Широкая бурлацкая натура упорного, трудолюбивого отца сказалась в усилиях, с которыми сын – из семьи крючника – вторгался, пробивался, внедрялся в литературу, рассчитывая сломать все преграды.
С малолетства работал – по другому нельзя, и псевдоним, который взял впоследствии, - Артём Весёлый – точно противоречил упору и гнёту его жизни.
Он работал – потому, что иначе бы не выжил; и он накапливал опыт, чтобы стать тем, кем мечтал стать.
Он начинал с газетных очерков – и яркость их, колорит языка и масса известных досконально подробностей превращали их в художественные произведения: вместе с тем становились они будто кирпичиками его будущих сочинений, и главного: алым пламенем овитого романа – «России, кровью умытая».

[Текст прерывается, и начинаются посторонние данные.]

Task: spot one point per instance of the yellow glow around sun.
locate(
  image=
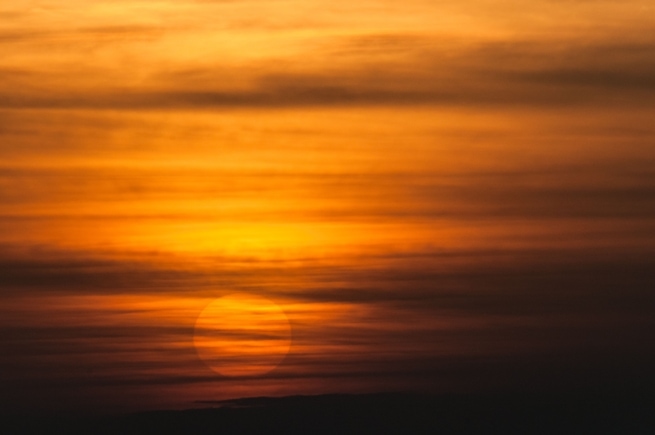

…кстати, среди псевдонимов будущего писателя был и такой: Артём Невесёлый: то есть нити сомнения в грядущей судьбе, и естественная оглядка на то, что пришлось изведать в недрах жизни, обозначались в настроение, толкнувшим на выбор такого псевдонима.
Однако, потом частица «не» отпала.
Личный опыт перерастал в художественный: Артём Весёлый точно не писал, а восстанавливал пережитое; даже погружаясь в историю, создавая роман «Гуляй-поле» он, точно не описывает, а изображает былую реальность с позиций современника.
Верность фольклорным традициям и чуткость к новому создавали, скрещиваясь, специфический, мощный и выпуклый, язык Артёма Весёлого, неровно принимаемого критиками.
Рвутся всполохи огня: полотнища реальности трепещут на онтологическом ветру.
Бродит народная закваска.
Невозможно жить в несправедливости, но… похоже несправедливость один из основных законов жизни: всё всегда было так.
Революция была последним сильнейшим рывком к воплощению мечты, неистовой работой по исправлению прошлой истории, но…
Артём Весёлый не мог не принять революции – как не мог не погибнуть в раскалённой гигантской печи репрессий, оставив произведения, которые и сегодня звучат яркими и яростными художественными документами.